Cette seconde condition explique la précédente : si l’on suppose que les membres, supposés doués de volonté, ont la capacité d’être heureux, ce bonheur ne peut venir que de la participation à un ordre total, qui est celui du corps.

Morale chrétienne 23 (Laf. 374, Sel. 406). Si les pieds et les mains avaient une volonté particulière, jamais ils ne seraient dans leur ordre qu’en soumettant cette volonté particulière à la volonté première qui gouverne le corps entier. Hors de là ils sont dans le désordre et dans le malheur ; mais en ne voulant que le bien du corps, ils font leur propre bien.

L’idée que le bonheur ne se trouve que dans l’intégration à un ordre total est courante chez les philosophes.

Sur l’idée platonicienne que le bien pour l’homme est en une ordonnance incorporelle, voir Canto-Sperber Monique (dir.), Philosophie grecque, Paris, P. U. F., 1997, p. 269.

Sur l’idée du bonheur selon le stoïcisme, qui s’appuie sur le principe que toute action humaine est orientée vers une fin unique, en vue de laquelle tout le reste n’est que moyen ou fin partielle, voir p. 550 sq.

Long et Sedley, Les philosophies hellénistiques, II, Les Stoïciens, Pris, Garnier-Flammarion, 2001, p. 489 : Zénon « donnait la fin comme vivre en accord », selon Stobée, II, 75. Selon Clément d’Alexandrie, Stromates, II, 21, pour certains stoïciens « la fin est [de] vivre en accord avec la constitution de l’homme », p. 494.

C’est en termes proches que Pascal définit l’éthique d’Épictète dans l’Entretien avec M. de Sacy.

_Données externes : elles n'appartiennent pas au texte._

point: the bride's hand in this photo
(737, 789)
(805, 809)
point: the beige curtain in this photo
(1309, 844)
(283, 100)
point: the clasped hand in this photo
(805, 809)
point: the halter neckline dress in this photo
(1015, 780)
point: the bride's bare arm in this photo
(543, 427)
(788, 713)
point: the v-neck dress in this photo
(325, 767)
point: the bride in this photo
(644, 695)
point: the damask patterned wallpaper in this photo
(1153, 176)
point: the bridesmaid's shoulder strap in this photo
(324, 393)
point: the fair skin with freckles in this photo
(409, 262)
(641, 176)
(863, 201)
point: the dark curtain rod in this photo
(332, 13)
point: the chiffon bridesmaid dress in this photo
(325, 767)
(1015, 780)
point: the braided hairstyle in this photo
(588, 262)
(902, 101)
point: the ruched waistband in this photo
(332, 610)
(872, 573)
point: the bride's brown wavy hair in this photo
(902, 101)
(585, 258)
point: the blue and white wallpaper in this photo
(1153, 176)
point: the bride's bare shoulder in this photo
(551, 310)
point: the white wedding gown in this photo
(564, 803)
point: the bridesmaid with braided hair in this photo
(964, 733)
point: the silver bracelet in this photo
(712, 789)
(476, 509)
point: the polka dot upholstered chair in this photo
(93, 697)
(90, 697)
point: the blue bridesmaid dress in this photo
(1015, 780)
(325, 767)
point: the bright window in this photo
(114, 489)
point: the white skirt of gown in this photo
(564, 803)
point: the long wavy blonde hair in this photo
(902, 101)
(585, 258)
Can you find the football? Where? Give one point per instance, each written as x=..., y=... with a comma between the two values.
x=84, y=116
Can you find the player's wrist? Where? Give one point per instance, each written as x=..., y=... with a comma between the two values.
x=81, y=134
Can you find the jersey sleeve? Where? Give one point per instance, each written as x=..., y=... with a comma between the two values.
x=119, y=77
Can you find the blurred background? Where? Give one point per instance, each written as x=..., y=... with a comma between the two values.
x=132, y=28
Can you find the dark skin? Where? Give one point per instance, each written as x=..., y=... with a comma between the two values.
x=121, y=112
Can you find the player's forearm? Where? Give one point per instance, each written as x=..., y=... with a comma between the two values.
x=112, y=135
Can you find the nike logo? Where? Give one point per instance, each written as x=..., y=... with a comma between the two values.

Mesnard Jean, Les Pensées de Pascal, 2e éd. Paris, p. 245 sq. Origines de l’image, dans l’apologue des membres et de l’estomac, mais aussi dans l’idée paulinienne du corps mystique du Christ, qui se complète par celle de la communion des saints. L’image du corps plein de membres pensants, définit l’union qui doit régner entre l’homme et Dieu, donne aussi le modèle de la société parfaite. On aboutit à l’idée de la Cité de Dieu : p. 247.

 

Remarque

 

Ce fragment repose sur un modèle qui rappelle celui du pouvoir prochain et de la grâce suffisante dans les Provinciales I et II : si les membres sont dotés d’une volonté, ils possèdent de ce fait un pouvoir éloigné d’être heureux. Mais pour que ce pouvoir éloigné devienne prochain et réel, il faut qu’il existe un ordre total du corps qui leur offre ce bonheur. Pascal retrouve donc dans ce fragment un modèle conceptuel qui lui est familier.

Ce sont les hypothèses contenues dans ce fragment qui vont servir de cadre pour l’invention des figures contenues dans les fragments qui suivent.